2. Platform-agent template declares it in `workspace_declared_plugins`.
3. Add a **readiness gate**: the "Concierge Creates Workspace" e2e must wait for
the management MCP to be present before asserting `create_workspace`, so the
post-online install window doesn't false-red.
4. Re-provision concierges → they install the plugin and gain the management MCP.

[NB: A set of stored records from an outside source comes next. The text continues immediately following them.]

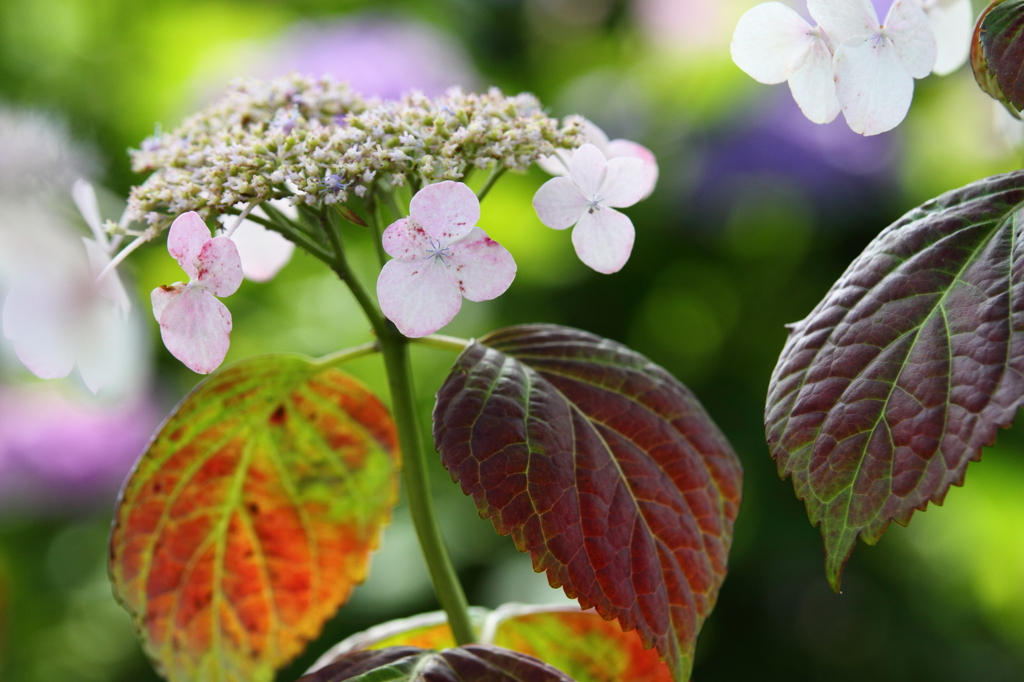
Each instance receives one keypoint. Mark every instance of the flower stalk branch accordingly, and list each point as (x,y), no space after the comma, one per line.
(394,348)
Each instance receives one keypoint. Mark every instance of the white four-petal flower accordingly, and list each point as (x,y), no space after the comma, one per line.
(439,256)
(851,61)
(195,326)
(558,164)
(588,199)
(772,44)
(876,64)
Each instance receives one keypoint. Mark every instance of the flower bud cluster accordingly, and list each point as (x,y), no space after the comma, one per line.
(316,140)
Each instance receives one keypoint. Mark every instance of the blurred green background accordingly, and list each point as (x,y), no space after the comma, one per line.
(756,214)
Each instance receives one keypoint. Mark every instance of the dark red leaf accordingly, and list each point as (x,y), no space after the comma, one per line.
(476,663)
(900,376)
(997,53)
(601,465)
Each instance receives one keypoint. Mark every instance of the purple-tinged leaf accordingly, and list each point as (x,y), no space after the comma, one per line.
(997,53)
(476,663)
(582,644)
(603,467)
(900,376)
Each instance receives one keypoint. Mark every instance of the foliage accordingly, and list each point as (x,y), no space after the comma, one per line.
(252,515)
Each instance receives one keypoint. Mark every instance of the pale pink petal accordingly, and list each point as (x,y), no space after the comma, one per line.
(953,26)
(769,40)
(40,322)
(263,252)
(219,267)
(446,210)
(911,35)
(559,204)
(162,295)
(872,86)
(85,200)
(102,347)
(196,328)
(418,297)
(625,182)
(813,85)
(479,267)
(185,240)
(588,170)
(845,19)
(556,164)
(406,240)
(603,240)
(110,287)
(626,147)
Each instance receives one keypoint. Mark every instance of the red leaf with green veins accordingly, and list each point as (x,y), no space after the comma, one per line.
(603,467)
(475,663)
(250,517)
(900,376)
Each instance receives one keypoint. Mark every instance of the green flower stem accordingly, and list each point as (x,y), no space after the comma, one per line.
(442,342)
(342,356)
(442,574)
(496,173)
(394,347)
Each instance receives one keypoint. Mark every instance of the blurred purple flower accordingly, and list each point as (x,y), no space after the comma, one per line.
(837,169)
(377,55)
(56,453)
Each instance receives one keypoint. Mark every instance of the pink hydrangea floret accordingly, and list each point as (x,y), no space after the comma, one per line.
(588,199)
(439,256)
(195,326)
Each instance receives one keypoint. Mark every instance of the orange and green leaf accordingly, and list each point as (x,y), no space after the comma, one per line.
(251,516)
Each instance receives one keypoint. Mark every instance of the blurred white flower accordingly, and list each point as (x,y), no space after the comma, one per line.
(263,252)
(53,309)
(55,312)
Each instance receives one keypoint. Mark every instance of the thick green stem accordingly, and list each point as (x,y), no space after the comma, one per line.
(421,505)
(394,347)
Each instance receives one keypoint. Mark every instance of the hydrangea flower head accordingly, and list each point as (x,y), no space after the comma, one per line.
(195,326)
(318,141)
(439,256)
(588,199)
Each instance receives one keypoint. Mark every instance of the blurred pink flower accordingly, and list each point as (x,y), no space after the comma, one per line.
(55,452)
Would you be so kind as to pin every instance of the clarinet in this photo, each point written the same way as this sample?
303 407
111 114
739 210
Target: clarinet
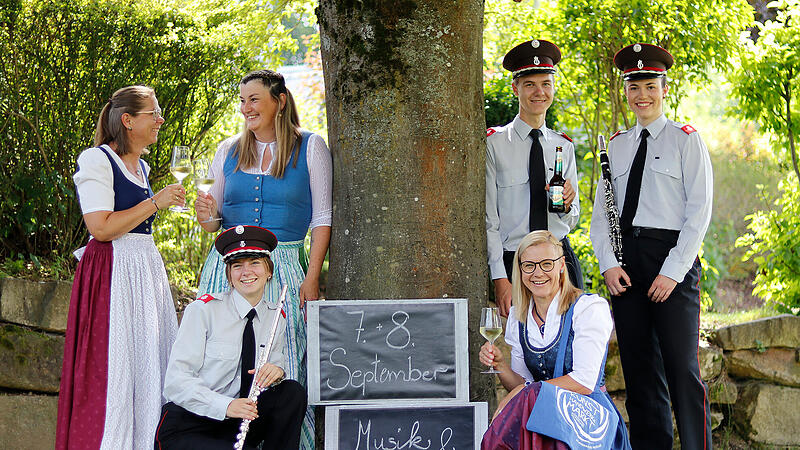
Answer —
612 212
263 358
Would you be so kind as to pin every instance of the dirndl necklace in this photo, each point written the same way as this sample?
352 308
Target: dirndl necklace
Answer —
541 327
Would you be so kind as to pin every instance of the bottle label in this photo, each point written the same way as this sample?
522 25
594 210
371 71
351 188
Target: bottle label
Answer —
557 195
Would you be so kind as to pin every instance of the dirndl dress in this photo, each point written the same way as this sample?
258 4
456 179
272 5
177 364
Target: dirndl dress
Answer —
509 430
286 211
120 327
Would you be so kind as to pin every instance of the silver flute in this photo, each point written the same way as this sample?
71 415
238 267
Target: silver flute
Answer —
263 358
612 212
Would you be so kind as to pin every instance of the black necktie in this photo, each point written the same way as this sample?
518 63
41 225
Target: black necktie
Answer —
537 182
248 354
634 184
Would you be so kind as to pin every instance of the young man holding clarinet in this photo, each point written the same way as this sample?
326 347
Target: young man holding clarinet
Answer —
210 386
662 178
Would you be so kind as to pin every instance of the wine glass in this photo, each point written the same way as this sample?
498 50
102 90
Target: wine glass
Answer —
181 167
491 329
203 183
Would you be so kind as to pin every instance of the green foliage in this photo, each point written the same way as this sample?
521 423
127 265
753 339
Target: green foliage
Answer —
501 105
774 245
60 62
767 79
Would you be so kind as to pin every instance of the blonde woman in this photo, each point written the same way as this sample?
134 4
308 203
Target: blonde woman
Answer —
277 176
547 312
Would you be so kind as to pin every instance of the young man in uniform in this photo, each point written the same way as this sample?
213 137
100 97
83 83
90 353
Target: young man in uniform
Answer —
663 182
520 160
211 367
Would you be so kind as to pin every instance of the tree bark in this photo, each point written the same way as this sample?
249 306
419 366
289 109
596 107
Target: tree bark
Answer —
404 98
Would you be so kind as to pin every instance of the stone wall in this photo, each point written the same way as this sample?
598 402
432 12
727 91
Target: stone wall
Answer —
33 318
752 370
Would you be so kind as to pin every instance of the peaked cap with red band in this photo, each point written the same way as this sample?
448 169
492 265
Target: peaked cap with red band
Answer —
534 56
640 61
245 241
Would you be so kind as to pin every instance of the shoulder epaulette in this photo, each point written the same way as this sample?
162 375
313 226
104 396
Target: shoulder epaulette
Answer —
616 134
205 298
564 135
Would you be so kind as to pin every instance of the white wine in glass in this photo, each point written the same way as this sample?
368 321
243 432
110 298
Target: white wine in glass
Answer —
491 329
203 183
180 168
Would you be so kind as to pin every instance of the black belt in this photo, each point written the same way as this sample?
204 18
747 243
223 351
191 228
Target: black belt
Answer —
653 233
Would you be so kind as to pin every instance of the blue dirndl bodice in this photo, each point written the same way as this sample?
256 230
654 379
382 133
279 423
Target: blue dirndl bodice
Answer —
128 194
282 205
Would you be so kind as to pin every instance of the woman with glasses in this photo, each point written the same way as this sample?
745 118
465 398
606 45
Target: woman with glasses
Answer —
543 298
121 321
278 176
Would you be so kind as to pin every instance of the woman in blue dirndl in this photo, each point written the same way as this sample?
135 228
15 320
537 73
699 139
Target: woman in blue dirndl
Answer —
277 176
559 336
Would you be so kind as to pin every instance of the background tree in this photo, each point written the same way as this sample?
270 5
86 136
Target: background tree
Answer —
765 86
405 118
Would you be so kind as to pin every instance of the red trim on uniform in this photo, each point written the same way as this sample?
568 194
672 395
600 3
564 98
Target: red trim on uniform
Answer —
161 422
644 69
533 65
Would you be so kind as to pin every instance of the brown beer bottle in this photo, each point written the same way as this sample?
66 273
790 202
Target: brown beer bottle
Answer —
556 197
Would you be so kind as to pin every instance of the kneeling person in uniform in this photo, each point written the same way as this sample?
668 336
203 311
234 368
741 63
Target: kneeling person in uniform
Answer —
211 366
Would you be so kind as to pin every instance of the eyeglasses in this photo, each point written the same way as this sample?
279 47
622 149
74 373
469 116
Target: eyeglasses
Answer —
546 264
155 112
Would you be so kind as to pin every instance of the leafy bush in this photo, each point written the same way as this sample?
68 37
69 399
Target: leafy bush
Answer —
59 63
774 245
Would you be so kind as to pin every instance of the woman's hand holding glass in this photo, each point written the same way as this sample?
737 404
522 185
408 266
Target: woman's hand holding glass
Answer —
180 168
205 206
491 329
171 195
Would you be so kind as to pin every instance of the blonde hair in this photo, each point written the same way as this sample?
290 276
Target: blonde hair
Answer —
287 126
521 295
128 100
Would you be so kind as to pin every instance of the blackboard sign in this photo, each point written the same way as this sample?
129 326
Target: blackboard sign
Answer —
367 351
442 426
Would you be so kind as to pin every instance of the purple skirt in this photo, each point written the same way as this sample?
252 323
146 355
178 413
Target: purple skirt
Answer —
507 430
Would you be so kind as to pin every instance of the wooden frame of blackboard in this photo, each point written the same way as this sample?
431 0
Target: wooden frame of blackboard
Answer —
332 415
461 356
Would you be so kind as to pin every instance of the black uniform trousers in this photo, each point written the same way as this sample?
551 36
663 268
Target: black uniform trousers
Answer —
281 410
573 265
658 344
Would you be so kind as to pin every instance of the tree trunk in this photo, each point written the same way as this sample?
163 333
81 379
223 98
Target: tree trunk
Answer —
403 85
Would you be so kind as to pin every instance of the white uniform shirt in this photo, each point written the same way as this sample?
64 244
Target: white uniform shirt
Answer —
591 322
204 371
508 196
320 174
676 194
94 179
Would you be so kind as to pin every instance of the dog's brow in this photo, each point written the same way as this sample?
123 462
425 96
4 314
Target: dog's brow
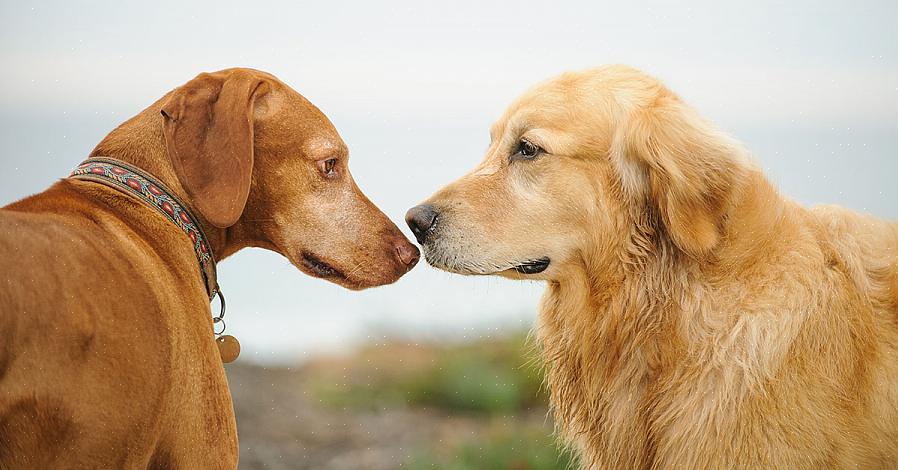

5. **Deprecate** the baked `molecule-platform-agent` image and the asset
`mcp_servers.yaml` path once the plugin path is green on a fresh provision.
6. Keep core PR #3044 (provider-pin seed) — orthogonal; it fixes *responsiveness*
(model resolution), this RFC fixes *concierge capability* (identity + MCP).
## 6. Open questions for the CTO
1. **Entitlement mechanism** — reuse the marketplace entitlement broker, or a
simpler core-side "org-root only" gate for this single privileged plugin to
start?
2. **Persona prompt** — ship as part of this plugin, or keep the concierge
system prompt in the (small) identity-asset channel and fix *that* delivery
separately? (The MCP and the prompt are independent failures; this RFC
primarily fixes the MCP.)
3. **`npx` on first turn vs. pre-bundled** — acceptable cold-start latency, or
bundle the server in the plugin payload?
4. **Image deprecation** — retire `molecule-platform-agent` entirely, or keep it
as an offline/self-host fallback (no registry reachability)?
## 7. Non-goals
- The general core↔runtime provider-derivation drift (tracked separately,
template-claude-code issue #143).
- The CP config-regeneration-to-stub behavior — this RFC routes *around* it for
the MCP; whether to also stop the stub clobbering `prompt_files` is open Q2.